Ethan and I vary on some points, and we seem to like different speaker placement methods (note: his room is set up for a HT surround system whereas my listening room is a 2 channel setup and that makes a few important differences as well) but we seem to be in agreement on a lot more overall than we vary and I think a fair bit of our variance relates to preference rather than a real difference of opinion. Ask any 2 different people about room treatment and you will find some differences in approach and preference. When it comes to setup you have to find one that works for you in the room you have and the same thing goes to some degree for approaches to treatment. Rives, for example, prefer to have the area at the speaker end of the room more lively and the other end of the room more dead in comparison to each other. In some ways I prefer to go the other way but a large part of that is because I like a detailed and precise soundstage. Many other people don't.

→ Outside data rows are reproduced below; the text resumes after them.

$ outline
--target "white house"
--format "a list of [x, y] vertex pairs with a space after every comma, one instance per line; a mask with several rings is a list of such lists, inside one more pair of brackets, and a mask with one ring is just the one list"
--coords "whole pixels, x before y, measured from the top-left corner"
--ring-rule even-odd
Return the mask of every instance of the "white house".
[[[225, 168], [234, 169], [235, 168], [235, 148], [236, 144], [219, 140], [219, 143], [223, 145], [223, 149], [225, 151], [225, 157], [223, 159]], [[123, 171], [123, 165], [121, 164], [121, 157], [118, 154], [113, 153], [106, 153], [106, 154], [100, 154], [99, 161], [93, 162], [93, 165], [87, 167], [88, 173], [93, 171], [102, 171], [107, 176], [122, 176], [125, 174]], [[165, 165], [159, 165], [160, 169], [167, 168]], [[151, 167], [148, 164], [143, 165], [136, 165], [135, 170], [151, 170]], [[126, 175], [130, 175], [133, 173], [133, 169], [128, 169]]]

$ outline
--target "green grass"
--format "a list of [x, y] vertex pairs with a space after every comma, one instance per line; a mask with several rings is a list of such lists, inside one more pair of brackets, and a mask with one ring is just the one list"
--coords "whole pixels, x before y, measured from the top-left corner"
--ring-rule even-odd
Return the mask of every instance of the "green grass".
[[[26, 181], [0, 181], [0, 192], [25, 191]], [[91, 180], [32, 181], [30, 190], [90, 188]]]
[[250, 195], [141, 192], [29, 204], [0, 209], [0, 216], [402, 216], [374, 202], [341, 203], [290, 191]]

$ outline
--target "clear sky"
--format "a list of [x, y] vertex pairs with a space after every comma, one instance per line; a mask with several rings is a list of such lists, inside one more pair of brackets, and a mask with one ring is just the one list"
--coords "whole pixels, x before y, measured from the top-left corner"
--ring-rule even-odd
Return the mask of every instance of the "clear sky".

There are 2 aspects to successfully treating a room. The first is knowing what sort of sound and presentation you like and are aiming for. The second is knowing what to do to get it. A lot of what gets talked about in discussions about the type and placement of treatment relates to the second aspect. That part is quite precise and you'll see little argument about that aspect of things provided the discussion is between people who are aiming for the same sort of result in terms of sound quality and presentation. There are lots of differences regarding the first aspect and that's because there are strong areas of personal preference tied up in it and different people have different tastes which means that they want to hear different sorts of sound quality and presentation than other people. What counts in relation to the first aspect in my view is what gives YOU pleasure. It's your system and your room and there has to be something wrong if the result does not please you since you're the person who's going to spend the most time listening to your system. Your system and setup does not have to satisfy everyone but it should definitely satisfy you. That's one of the genuinely inarguable points in my view and I don't think Ethan would disagree about that point in the slightest.